Hadzi-Vasileva’s work skirts, but will not be pinned down to, any straight forward thematic reading. She evokes political topics such as animal welfare and ecological issues but she is not judgemental and does not explicitly engage a subject. She makes us aware of the discord between our attitudes towards the garden songbirds and our attitudes towards domesticated birds. Whilst we protect and preserve the songbirds, the chickens, ducks and pheasants are being exploited for food and sport. The difficulty she had in getting well-feathered heads for the project is evidence of the often appalling conditions in which many domesticated birds are kept. The abject birds are revalued in her work.

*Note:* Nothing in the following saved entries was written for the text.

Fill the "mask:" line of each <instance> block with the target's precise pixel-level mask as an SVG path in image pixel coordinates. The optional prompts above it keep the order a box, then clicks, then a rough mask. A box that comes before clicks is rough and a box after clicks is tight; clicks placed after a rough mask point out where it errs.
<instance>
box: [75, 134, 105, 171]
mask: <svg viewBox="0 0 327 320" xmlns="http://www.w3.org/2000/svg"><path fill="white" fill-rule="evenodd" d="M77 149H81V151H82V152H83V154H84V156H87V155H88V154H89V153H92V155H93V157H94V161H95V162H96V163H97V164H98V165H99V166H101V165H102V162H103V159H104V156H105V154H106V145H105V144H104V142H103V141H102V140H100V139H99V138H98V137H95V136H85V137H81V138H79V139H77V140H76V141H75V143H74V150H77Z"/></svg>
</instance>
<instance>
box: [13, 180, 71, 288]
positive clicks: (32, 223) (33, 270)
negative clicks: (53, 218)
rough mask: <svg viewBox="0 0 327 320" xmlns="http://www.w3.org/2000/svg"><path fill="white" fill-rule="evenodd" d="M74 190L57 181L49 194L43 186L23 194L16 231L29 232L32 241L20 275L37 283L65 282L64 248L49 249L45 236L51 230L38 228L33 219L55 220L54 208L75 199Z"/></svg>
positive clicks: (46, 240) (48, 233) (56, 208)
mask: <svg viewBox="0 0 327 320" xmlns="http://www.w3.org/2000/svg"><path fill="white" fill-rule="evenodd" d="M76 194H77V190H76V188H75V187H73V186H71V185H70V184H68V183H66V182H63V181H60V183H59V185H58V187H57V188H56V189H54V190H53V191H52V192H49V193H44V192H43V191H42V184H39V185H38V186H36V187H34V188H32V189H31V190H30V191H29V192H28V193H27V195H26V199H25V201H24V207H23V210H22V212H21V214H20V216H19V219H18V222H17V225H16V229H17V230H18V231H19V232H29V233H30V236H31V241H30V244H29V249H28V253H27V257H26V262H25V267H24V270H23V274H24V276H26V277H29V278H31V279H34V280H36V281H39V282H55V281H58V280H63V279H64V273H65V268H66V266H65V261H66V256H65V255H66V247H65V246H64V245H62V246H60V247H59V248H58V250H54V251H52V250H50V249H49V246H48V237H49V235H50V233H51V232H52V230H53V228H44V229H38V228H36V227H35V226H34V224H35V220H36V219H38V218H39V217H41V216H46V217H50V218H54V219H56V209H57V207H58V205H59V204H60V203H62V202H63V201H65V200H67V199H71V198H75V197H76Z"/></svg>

Her concern with craft and husbandry suggests pre-digital and pre-industrial eras, and ecologists’ current advocacy of the need for the reacquisition of old skills and life styles in a time of climate change. Her work questions the human control and structuring of the natural world. Hadzi-Vasileva’s work, however, is materials-led rather than concept-led. She allows the materials to unfold into their own potentiality rather than imposing an idea on the forms that the work takes.

The bird is a symbol of the soul. Like the angels, the birds are of the sphere of transcendence. ‘A thing of the field that loves the air between’, wrote the Gloucestershire poet and musician Ivor Gurney (Kavanagh, 1982: 206). Angels and birds are messengers from the divine to the human. Alongside the raw presence of offal in Hadzi-Vasileva’s work, birds, angels and song transcend. ‘That which is rejected is ploughed back for a renewal of life’ (Douglas, 1966: 167).

References
Bachelard, Gaston (1969) The Poetics of Space, Boston: Beacon Press.
Douglas, Mary (1966) Purity and Danger, London: Routledge and Kegan Paul.
Kavanagh, P.J. ed. (1982) Collected Poems of Ivor Gurney, Oxford: Oxford University Press.